When you connect your Google account to Speklo via OAuth 2.0, we request the following scopes:

• openid — To verify your identity
• email — To retrieve your email address
• profile — To retrieve your name and profile picture
• https://www.googleapis.com/auth/calendar.readonly — To read your Google Calendar events (read-only access)

From your Google account, we receive and store locally on your device:

• Your email address
• Your display name
• Your profile picture URL
• Your Google user identifier

1.2 Google Calendar Data

With your explicit consent via the OAuth flow, Speklo accesses your Google Calendar in read-only mode. We do not create, modify, or delete any events in your calendar. The calendar data we access includes:

• Event titles (summary)
• Event start and end times
• Event attendee names, email addresses, and response statuses
• Event organizer name and email address
• Event descriptions
• Event locations
• Google Meet and conference call links
• Recurring event identifiers and recurrence patterns
• Event color and status

This data is stored locally on your device to match calendar events with meeting recordings and to pre-fill attendee information.

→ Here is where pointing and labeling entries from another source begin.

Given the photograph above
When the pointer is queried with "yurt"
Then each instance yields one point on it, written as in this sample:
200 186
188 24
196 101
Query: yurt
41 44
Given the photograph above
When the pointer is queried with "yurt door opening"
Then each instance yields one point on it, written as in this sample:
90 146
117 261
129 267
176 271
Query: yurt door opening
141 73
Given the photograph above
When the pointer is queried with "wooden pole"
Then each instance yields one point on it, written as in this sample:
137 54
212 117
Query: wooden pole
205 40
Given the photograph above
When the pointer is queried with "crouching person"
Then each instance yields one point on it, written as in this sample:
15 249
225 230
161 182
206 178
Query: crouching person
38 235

1.3 Locally Generated Data

Through your use of the App, the following data is created and stored locally on your device:

• Audio recordings — Captured from your microphone and system audio, or imported from audio files (MP3, WAV, M4A, FLAC, OGG, AAC, WMA)
• Transcripts — Generated from audio recordings via your chosen transcription service
• AI-generated summaries — Created using your configured AI service and API key
• Custom cross-meeting summaries — Synthesized from multiple meeting transcripts
• Voice embeddings — 256-dimensional numerical vectors used for speaker identification, generated from audio segments
• Speaker profiles — Associated voice data, sample counts, and confidence scores for speaker matching
• Speaker correction feedback — Your corrections when the App incorrectly identifies a speaker
• Vector embeddings — 1536-dimensional vectors used for semantic search across your meeting content
• Chat conversations — Your questions and AI-generated answers in the meeting chat feature
• Focus Board content — Kanban cards, tags, assignee assignments, attached images, source links, and AI-generated specifications
• Meeting notes — Notes you add to meetings
• Projects and categories — Organizational labels you create

1.4 API Keys You Provide

Speklo operates on a Bring Your Own Key (BYOK) model. You provide your own API keys for third-party services:

• Anthropic (Claude) — For AI summaries, chat, focus board features, and specification generation
• OpenAI — For text embeddings, query analysis, and optional AI features
• Google (Gemini) — For optional AI features
• AssemblyAI — For cloud-based audio transcription (optional; a local transcription alternative is available)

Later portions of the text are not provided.